A list of the major problems we faced in developing the sensor package.
To be expected with any engineering project, we encountered a number of problems in designing our solution. The purpose of this page is to explain some of the major hurdles we overcame, and the solutions we chose to do so. For more information about any of these topics, please see the final report which can be downloaded from the downloads page.
One issue we had to deal with was getting real-time system performance out of the microcontroller. For time-critical problems like sensing obstacles, it is important to get as close to real-time results as possible. Although modern computers seem to perform simple tasks and multitasking nearly instantly to the user, each core in a computer’s CPU can only execute one task at a time. To achieve the illusion of multitasking, the operating system performs what is called process scheduling. The base layer of the OS, the kernel, performs this task to switch back and forth between processes very quickly. This switching looks instantaneous to the user, but in reality, not every process is executed as fast as it possibly can be. Often, the tasks performed by the operating system’s kernel also take precedence over user operations. The delay that exists due to these issues is called latency.
Because both the BeagleBone Black and Raspberry Pi have single-core processors and run Linux operating systems, this idea of latency exists as the process scheduler decides what processes get priority to run. In our case, the use of the Raspberry Pi or BeagleBone Black meant we would need to use of a real-time kernel to decrease latency and give more processing time and priority to our sensor code. The process for compiling and installing a real-time kernel is included on the software page.

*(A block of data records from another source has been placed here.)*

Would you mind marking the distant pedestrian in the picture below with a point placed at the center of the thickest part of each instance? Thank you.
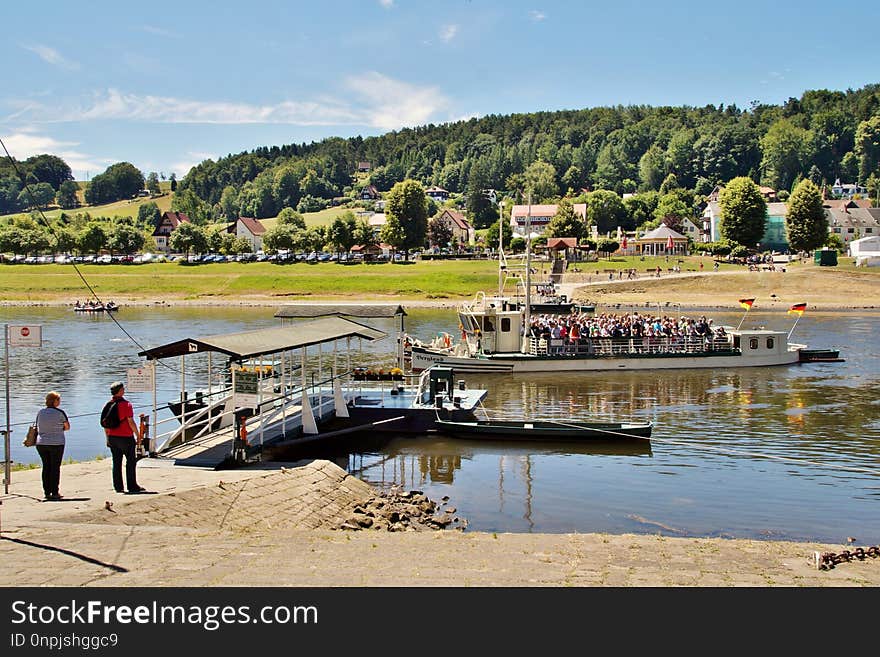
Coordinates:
(52, 422)
(122, 440)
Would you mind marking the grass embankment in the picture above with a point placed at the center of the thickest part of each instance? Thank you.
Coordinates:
(842, 287)
(452, 280)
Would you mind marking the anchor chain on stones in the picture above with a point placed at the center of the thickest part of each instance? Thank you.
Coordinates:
(827, 560)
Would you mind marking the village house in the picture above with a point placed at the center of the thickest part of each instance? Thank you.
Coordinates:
(662, 241)
(376, 220)
(370, 193)
(167, 225)
(774, 238)
(437, 193)
(850, 222)
(462, 231)
(847, 190)
(250, 229)
(537, 217)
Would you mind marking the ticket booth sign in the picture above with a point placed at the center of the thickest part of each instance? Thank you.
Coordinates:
(25, 336)
(246, 390)
(141, 379)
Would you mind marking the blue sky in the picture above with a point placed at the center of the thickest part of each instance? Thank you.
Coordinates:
(165, 85)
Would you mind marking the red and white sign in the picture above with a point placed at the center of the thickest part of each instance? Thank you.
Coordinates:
(141, 379)
(25, 336)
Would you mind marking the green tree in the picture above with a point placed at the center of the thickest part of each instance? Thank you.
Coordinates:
(64, 240)
(652, 167)
(867, 146)
(364, 235)
(806, 221)
(310, 240)
(407, 210)
(607, 246)
(280, 237)
(93, 238)
(480, 209)
(229, 207)
(125, 239)
(290, 217)
(127, 179)
(540, 179)
(152, 183)
(566, 222)
(393, 234)
(669, 184)
(48, 169)
(671, 210)
(149, 216)
(341, 233)
(66, 197)
(38, 195)
(873, 186)
(605, 211)
(573, 178)
(787, 150)
(187, 238)
(492, 236)
(439, 233)
(743, 212)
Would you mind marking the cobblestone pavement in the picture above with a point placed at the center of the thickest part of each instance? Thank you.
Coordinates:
(268, 527)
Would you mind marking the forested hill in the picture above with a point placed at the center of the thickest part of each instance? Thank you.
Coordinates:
(824, 135)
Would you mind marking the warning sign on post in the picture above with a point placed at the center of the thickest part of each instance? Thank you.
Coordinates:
(140, 379)
(246, 391)
(26, 336)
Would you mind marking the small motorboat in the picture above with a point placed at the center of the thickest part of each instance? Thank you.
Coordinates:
(95, 308)
(819, 356)
(524, 429)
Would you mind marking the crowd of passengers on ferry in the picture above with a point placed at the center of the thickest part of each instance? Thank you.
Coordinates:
(607, 333)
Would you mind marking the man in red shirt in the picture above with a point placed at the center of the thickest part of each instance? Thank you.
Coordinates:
(122, 441)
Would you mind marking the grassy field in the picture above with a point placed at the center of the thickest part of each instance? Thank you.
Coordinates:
(452, 280)
(440, 281)
(324, 217)
(117, 209)
(829, 288)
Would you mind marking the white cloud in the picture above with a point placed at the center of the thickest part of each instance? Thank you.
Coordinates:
(159, 31)
(182, 167)
(24, 144)
(448, 32)
(378, 101)
(391, 104)
(52, 56)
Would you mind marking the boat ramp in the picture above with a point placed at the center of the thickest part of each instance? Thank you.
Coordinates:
(276, 388)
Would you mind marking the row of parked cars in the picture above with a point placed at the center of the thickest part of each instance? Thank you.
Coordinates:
(143, 258)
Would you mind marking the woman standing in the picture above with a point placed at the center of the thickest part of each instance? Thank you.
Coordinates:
(52, 422)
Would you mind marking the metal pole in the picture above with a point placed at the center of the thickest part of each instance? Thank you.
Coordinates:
(528, 316)
(500, 247)
(7, 467)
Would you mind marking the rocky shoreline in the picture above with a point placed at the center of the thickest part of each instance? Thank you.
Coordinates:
(401, 510)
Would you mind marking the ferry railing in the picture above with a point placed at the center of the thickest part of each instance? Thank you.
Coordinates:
(635, 346)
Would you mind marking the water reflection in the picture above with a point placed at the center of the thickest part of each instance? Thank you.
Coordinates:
(789, 452)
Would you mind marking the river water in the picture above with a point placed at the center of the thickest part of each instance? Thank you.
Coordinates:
(790, 453)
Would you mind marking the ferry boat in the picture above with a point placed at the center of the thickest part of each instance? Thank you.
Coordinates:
(493, 339)
(498, 335)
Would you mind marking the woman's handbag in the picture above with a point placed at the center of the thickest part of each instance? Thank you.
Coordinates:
(31, 438)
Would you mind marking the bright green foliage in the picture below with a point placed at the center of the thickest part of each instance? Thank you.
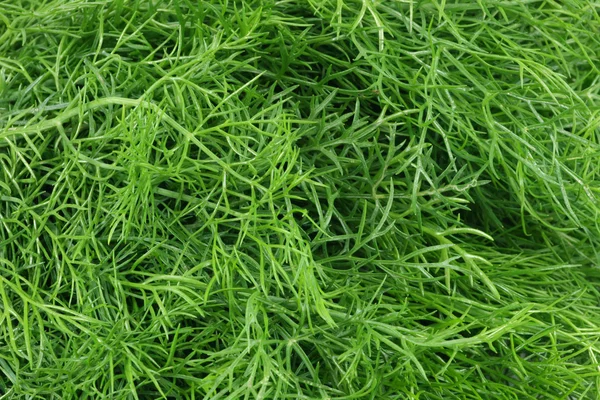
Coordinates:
(299, 199)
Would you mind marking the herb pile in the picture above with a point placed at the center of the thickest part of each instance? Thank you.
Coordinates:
(319, 199)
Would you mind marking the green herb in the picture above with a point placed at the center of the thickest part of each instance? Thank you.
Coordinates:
(322, 199)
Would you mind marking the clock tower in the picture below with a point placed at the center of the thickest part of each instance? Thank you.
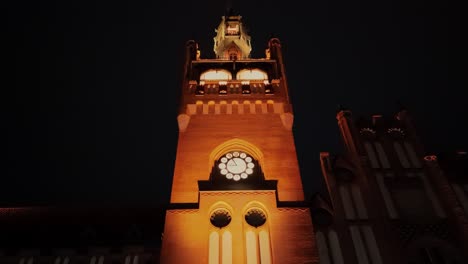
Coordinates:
(237, 195)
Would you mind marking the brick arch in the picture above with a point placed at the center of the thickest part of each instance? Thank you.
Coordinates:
(236, 144)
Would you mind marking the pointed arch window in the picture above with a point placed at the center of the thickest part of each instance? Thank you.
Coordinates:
(257, 237)
(216, 75)
(251, 74)
(220, 240)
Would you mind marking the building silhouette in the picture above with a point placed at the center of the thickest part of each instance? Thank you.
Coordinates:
(237, 195)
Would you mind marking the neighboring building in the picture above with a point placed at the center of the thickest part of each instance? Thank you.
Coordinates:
(237, 194)
(388, 201)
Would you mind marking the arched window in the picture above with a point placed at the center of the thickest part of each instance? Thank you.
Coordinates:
(251, 74)
(216, 75)
(220, 240)
(257, 237)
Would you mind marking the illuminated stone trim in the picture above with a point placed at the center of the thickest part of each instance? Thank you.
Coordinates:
(237, 145)
(183, 211)
(224, 193)
(235, 107)
(293, 210)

Using ultrasonic sensors can pose some problems due to the properties of sound waves. Sound waves do not immediately die out, but rather they lose energy over time. Hard objects reflect most of this energy and soft objects can absorb this energy. This means that once an ultrasonic burst is produced, it will continue to be in the environment for some amount of time. This is problematic. At any point, an ultrasonic echo can hit a sensor and cause the sensor to believe that the burst it is currently timing has just come back. On the occurrence that the sensor that it hit was not the sensor that sent the signal, it will lead to a reading that is too short. The sensor expects a return echo coming from a rough angle of 30 degrees off the center line. Echoes can come in from any angle, so we needed to provide some sort of shielding to limit the angle of reception for the echo. Providing shielding prevents echoes from strange angles from affecting the sensor. The second need for shielding is when multiple sensors are active. Pretend you have two ultrasonic angled away from each other at 90 degrees. Let’s say ultrasonic sensor 1 is pointing at an object that is four meters away and ultrasonic sensor 2 is pointed at an object one meter away. Both sensor send out an ultrasonic wave at the same time. When the sensors are triggered, the burst from sensor 2 will hit its object, bounce back, and be received by sensor 2 and sensor 1 before the burst from sensor 1 even hits its object. The reported distance from both sensors will be roughly 1 meter. We were able to mitigate this problem by adding sensor shielding. You can download the SolidWorks models for this shielding on the downloads page.
Despite the use of sensor shielding, ambient noise can still affect the sensor operation. Due to the noisy nature of our data, especially while we were using the wiringPi library, we decided that it would be important to apply a software filter on the raw distance calculations we determined from the sensors. During some of our tests, we received timeouts from the sensors with objects as close as 20 cm away. This kind of noise could be fatal in an operating environment. If the drone is only 20cm away from a wall and a false 400cm reading comes in, the drone could crash into the wall.
Realizing the importance of the need for the software filter led us to look at several different methods to reduce noise:
For more information concerning these filters including their advantages, disadvantages, and our implementation, please see the report that can be downloaded from the downloads page.
In addition to the wires coming off of the PCB, we used a vast number of jumper wires to connect the PCB to the sensors, and the sensors to the Raspberry Pi. The number of wires we used caused some problems when designing a platform that could hold the sensor package securely. Also, due to the rather insecure method of connecting jumper wires, the wires often came loose when we were testing the sensor package. One loose wire could cause the software to return timeout readings for all of the sensors. We did not address this problem this semester, but it is strongly encouraged that you investigate other ways to keep the wiring both compact and connected in the sensor package.